Пребывание Миллера в Сибири (1733—1743) и последующая работа над "Сибирской историей" вызвали огромный перерыв в его интересе к ранней истории Руси (в споре с П.Н. Крекшиным он провел лишь сверку своих прежних генеалогических разысканий). И к ней ученый обратился лишь весной 1749 г., когда ему было поручено подготовить речь к торжественному заседанию Академии. И ему менее чем за полгода надлежало раскрыть тему "О происхождении имени и народа российского", которой он доселе никогда не занимался.
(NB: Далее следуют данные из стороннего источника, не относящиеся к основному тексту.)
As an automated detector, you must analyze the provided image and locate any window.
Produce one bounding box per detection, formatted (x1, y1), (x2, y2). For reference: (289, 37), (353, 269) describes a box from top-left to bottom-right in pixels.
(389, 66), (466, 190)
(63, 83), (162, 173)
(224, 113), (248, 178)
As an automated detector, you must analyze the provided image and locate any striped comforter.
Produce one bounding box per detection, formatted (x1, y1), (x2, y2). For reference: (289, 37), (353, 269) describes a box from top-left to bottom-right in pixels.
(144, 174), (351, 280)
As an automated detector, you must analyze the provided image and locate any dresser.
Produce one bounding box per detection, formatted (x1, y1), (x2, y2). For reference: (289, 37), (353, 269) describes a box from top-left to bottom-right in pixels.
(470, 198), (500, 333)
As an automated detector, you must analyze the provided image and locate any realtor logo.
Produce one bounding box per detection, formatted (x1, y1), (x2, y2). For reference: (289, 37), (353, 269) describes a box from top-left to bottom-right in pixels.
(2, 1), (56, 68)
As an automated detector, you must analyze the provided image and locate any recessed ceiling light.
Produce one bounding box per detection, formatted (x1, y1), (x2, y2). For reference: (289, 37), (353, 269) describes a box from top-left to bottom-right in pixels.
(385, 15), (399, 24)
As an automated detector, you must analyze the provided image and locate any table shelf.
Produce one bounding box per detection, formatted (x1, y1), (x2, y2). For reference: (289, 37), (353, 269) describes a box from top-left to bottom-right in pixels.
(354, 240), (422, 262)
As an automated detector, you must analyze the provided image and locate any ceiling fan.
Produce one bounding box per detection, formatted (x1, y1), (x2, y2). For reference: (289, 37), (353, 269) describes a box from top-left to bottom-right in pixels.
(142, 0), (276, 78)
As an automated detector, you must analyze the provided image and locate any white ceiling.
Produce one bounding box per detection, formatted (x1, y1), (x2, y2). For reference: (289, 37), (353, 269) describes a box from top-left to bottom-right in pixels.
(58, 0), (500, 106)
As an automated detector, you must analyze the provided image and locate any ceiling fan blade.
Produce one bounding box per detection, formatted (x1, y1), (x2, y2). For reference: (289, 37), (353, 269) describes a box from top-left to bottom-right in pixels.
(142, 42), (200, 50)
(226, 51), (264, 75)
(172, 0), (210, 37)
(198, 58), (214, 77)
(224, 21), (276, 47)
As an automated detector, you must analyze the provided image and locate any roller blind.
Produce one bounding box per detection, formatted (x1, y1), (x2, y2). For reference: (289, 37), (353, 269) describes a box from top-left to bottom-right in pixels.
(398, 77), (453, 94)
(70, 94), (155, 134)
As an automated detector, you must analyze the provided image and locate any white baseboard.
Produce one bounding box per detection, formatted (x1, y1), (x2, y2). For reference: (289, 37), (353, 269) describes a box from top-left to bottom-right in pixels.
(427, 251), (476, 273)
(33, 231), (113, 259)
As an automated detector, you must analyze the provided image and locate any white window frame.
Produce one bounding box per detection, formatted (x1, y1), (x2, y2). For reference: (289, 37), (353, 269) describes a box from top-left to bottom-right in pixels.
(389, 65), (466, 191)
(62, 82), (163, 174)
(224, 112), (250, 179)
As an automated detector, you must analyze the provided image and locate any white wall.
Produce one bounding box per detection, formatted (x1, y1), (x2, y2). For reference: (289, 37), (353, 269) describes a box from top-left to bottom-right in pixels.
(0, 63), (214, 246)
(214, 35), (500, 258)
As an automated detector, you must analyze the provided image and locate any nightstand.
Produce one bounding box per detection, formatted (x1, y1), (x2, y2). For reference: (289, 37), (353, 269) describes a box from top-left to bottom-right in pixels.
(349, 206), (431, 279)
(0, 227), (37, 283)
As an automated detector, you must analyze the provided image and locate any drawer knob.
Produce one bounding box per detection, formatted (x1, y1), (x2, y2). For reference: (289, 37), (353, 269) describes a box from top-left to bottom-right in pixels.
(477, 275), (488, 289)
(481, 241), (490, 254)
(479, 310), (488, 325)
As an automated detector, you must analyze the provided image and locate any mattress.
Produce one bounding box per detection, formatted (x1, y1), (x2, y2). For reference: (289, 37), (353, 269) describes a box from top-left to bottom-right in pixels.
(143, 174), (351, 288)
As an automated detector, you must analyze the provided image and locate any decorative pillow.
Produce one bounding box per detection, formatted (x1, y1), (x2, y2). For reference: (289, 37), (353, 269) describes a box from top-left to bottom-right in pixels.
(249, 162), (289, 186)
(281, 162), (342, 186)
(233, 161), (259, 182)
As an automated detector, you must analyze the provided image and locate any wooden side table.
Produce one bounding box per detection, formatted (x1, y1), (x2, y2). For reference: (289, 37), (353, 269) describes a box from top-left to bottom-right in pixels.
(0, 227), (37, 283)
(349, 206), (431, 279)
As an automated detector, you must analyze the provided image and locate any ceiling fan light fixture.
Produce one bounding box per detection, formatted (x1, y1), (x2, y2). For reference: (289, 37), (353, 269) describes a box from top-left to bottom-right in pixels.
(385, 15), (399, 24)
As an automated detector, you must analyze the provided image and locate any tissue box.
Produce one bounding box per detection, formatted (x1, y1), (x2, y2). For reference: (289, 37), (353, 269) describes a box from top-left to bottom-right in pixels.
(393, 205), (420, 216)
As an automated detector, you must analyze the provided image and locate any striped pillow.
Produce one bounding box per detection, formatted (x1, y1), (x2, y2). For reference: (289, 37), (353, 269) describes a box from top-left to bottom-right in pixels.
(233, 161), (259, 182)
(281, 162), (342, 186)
Задача была нереальной, но Миллер решил ее удобным и единственным для себя способом. Что это был за способ, сразу же определил Ломоносов, говоря в замечаниях на диссертацию про "доводы господина Миллера, у Бейера занятые". В 1761 г. он сказал более конкретно: "Миллер в помянутую заклятую диссертацию все выкрал из Бейера". В.О. Ключевский произнес по сути те же слова: Миллер своими изысканиями "сказал мало нового, он изложил только взгляды и доказательства Байера". Но все равно дело шло необычайно трудно, так что Миллер начал представлять свою диссертацию на суд президента Академии лишь с 14 августа и то лишь по частям.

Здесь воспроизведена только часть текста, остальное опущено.